Perception and Expression through Objects
In his personal epic, Paterson (1946-1958), and in several other places, Williams writes, “No ideas but in things,” declaring that the poet’s role is to perceive and express through “immediate contact with the world” the objects which surround him. The poetic imagination can make a poem of anything, even a field of common wildflowers. Precisely such a poem, “Queen-Ann’s-Lace,” appeared in Sour Grapes (1921), a book of verse whose title reflected Williams’s mood at the time, one filled, as he writes in I Wanted to Write a Poem, with “disappointment, sorrow.[for he] felt rejected by the world.” This very positive poem and several others like it in Sour Grapes, however, embody his delight in physical things, and his ability to discover their hidden beauty. Beginning with straight observation, he transforms the wild carrot and makes a poem which is a woman.

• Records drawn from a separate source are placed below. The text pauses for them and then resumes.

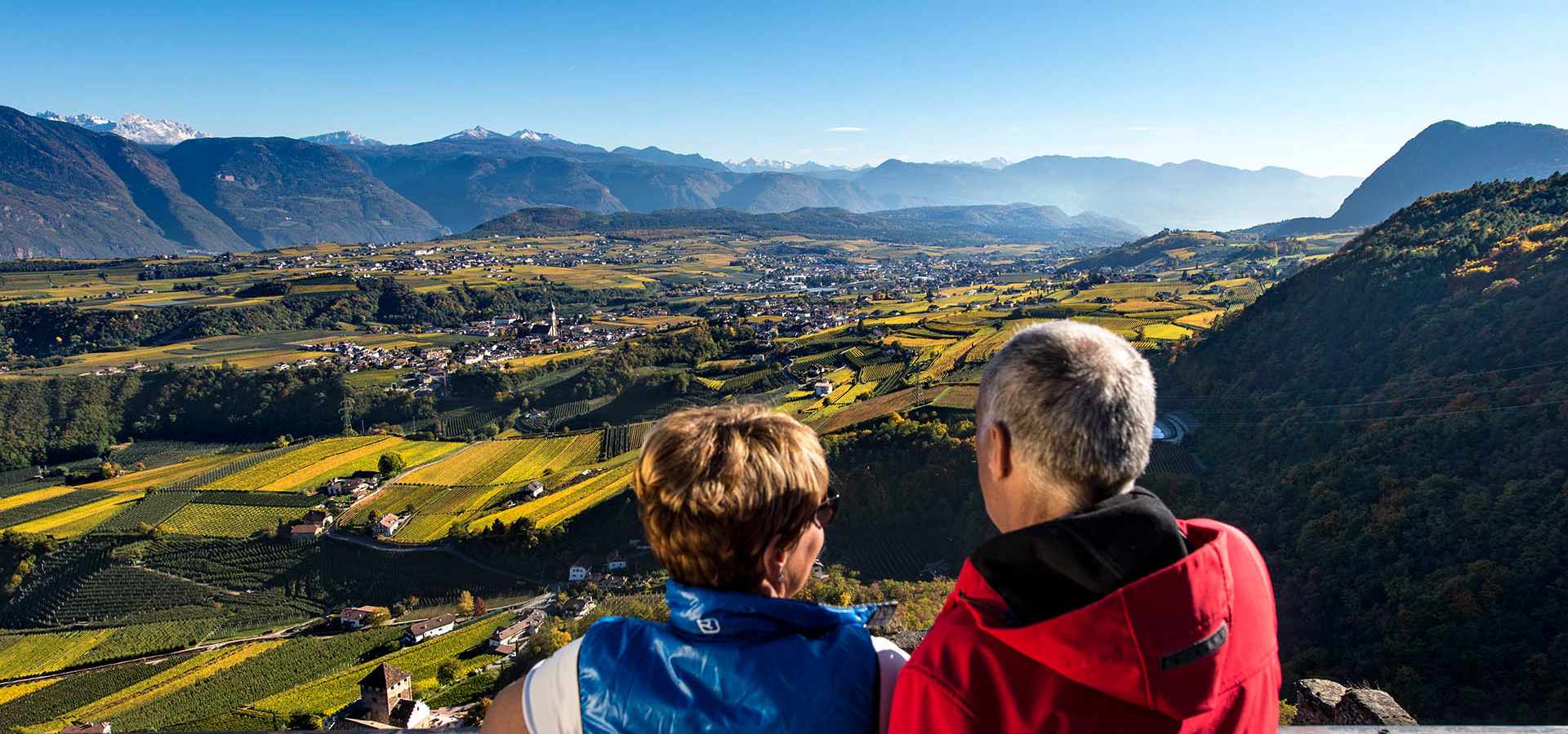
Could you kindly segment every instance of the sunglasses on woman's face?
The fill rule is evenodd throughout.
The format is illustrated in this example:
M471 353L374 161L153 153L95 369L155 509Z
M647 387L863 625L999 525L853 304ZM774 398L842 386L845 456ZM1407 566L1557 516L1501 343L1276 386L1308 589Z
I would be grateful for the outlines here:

Sexual Meaning and Gender Dynamics
In Poets of Reality (1969), critic J. Hillis Miller observes that “Queen-Ann’s-Lace” also admirably represents “Williams’s power to charge a whole scene with sexual meaning,” a “constant mode of his relation to the world” that is demonstrated throughout his work. Indeed, the poem reflects the relaxed sexual mores of the 1920’s in the United States, for Williams openly depicts the flower-woman’s sensual arousal and rapture under the sun-poet’s touch. The poem does not, on the other hand, embody the era’s new freedoms for women (for example, the right to vote guaranteed by ratification of the Nineteenth Amendment in August, 1920). Displaying his opposition to such freedoms, Williams portrays the woman and the flower in “Queen-Ann’s-Lace” as both earthbound and submissive. In contrast, the sun and the man that touch them are unrestrained and dominant. The flower may thus prevail over “the grass/ [which] does not raise above it” and take “the field by force,” but it blossoms only wherever the male sun’s “hand has lain.” Likewise, the woman can only respond to the man’s erotic touch, which fulfills her “pious wish to whiteness,” purifies her, and makes her more than “nothing.” She (and the flower which represents her) may be lovely and sensual, but she owes her existence to the poetic hand and imagination that created her.